Since then, both of his young daughters attended the introduction to honeybees class – brimming with curiosity and questions.
It was also curiosity that initially brought Scott to the Arboretum. Having seen the signs for the Arboretum while driving to Cooperstown, he came back to hike some of the trails and noted the Arboretum’s venerable Great Oak. Then Anne Donnelly’s dragonflies and damselflies workshop. Then membership. Then volunteering at the spring and fall plant sales. Then a list of events to put on the calendar for the future, including the star parties and the Full Moon Concert series.
“A neat spot for people to learn something,” he noted. And, for many like Scott, to give in return for those lessons.
It was Scott who installed the wooden floor in the Welcome Center, making that space certainly more welcoming than its former gravel floor. He donated his time and talents. “That’s what volunteers do,” he insisted. “Volunteering means you’re involved – you’re part of an organization. And an organization is a community. People who feel the same way as you.” He said he realized that places like Landis couldn’t exist without volunteers like those who painted the barn and those who worked to rehab the greenhouse.
A man who confesses that he loves trees, he tries to teach his daughters the names of trees.
Scott’s own natural curiosity began growing up in Fayetteville, NY, near Parker’s Peony Farm, 25 acres planted with alternate rows of peonies and lilacs. Even as a child, he was awed by the beauty in the spring. When the farm was leased to Agway, he worked there, learning “an appreciation for plants.” He enrolled in an arboriculture program at SUNY Farmingdale for a while, but life took him in a different direction. While landscaping on Martha’s Vineyard, he was given an opportunity to refine his carpentry and masonry skills and to go off-island to disassemble and reassemble old post-and-beam homes. Subsequently, he completed the Building Conservation program at RPI. He now works as an independent carpenter from his Albany home, specializing in historic restoration.

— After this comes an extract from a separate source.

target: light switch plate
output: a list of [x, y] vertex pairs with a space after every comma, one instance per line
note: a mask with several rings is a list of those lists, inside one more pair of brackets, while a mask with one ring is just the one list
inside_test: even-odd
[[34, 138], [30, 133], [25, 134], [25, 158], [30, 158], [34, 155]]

Landis Arboretum, he said, “is a different world. It’s one of those places I’m comfortable, where my mind is at ease . . . . It’s one of those places to go when you have nothing to do or have troubles on your mind. To bring kids – there are an endless number of reasons.”
Above all, Landis is a place to learn. To learn about nature. To learn about community. To learn gratitude – about giving and receiving. To have your eyes opened again.